SNR-Based Water Height Retrieval in Rivers: Application to High Amplitude Asymmetric Tides in the Garonne River

Abstract

Signal-to-noise ratio (SNR) time series acquired by a geodetic antenna were analyzed to retrieve water heights during asymmetric tides on a narrow river using the Interference Pattern Technique (IPT) from Global Navigation Satellite System Reflectometry (GNSS-R). The dynamic SNR method was selected because the elevation rate of the reflecting surface during rising tides is high in the Garonne River with macro tidal conditions. A new process was developed to filter out the noise introduced by the environmental conditions on the reflected signal due to the narrowness of the river compared to the size of the Fresnel areas, the presence of vegetation on the river banks, and the presence of boats causing multiple reflections. This process involved the removal of multipeaks in the Lomb-Scargle Periodogram (LSP) output and an iterative least square estimation (LSE) of the output heights. Evaluation of the results was performed against pressure-derived water heights.
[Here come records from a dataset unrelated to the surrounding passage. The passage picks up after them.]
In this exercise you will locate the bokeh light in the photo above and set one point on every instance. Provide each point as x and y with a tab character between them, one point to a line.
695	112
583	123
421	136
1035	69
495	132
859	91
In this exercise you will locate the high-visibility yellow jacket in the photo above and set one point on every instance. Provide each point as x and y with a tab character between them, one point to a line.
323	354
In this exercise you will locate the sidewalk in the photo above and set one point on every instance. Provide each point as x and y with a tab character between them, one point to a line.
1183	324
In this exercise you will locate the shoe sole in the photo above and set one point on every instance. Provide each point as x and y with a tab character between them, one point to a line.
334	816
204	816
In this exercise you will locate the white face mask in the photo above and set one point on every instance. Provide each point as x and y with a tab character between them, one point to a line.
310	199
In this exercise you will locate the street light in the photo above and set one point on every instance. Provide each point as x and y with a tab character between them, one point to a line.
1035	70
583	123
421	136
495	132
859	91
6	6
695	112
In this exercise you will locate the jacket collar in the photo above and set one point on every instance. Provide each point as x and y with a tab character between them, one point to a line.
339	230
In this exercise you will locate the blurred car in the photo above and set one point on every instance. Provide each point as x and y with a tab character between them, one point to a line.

The best results were obtained using all GNSS bands (L1, L2, and L5) simultaneously: R = 0.99, ubRMSD = 0.31 m. We showed that the quality of the retrieved heights was consistent, whatever the vertical velocity of the reflecting surface, and was highly dependent on the number of satellites visible. The sampling period of our solution was 1 min with a 5-min moving window, and no tide models or fit were used in the inversion process. This highlights the potential of the dynamic SNR method to detect and monitor extreme events with GNSS-R, including those affecting inland waters such as flash floods.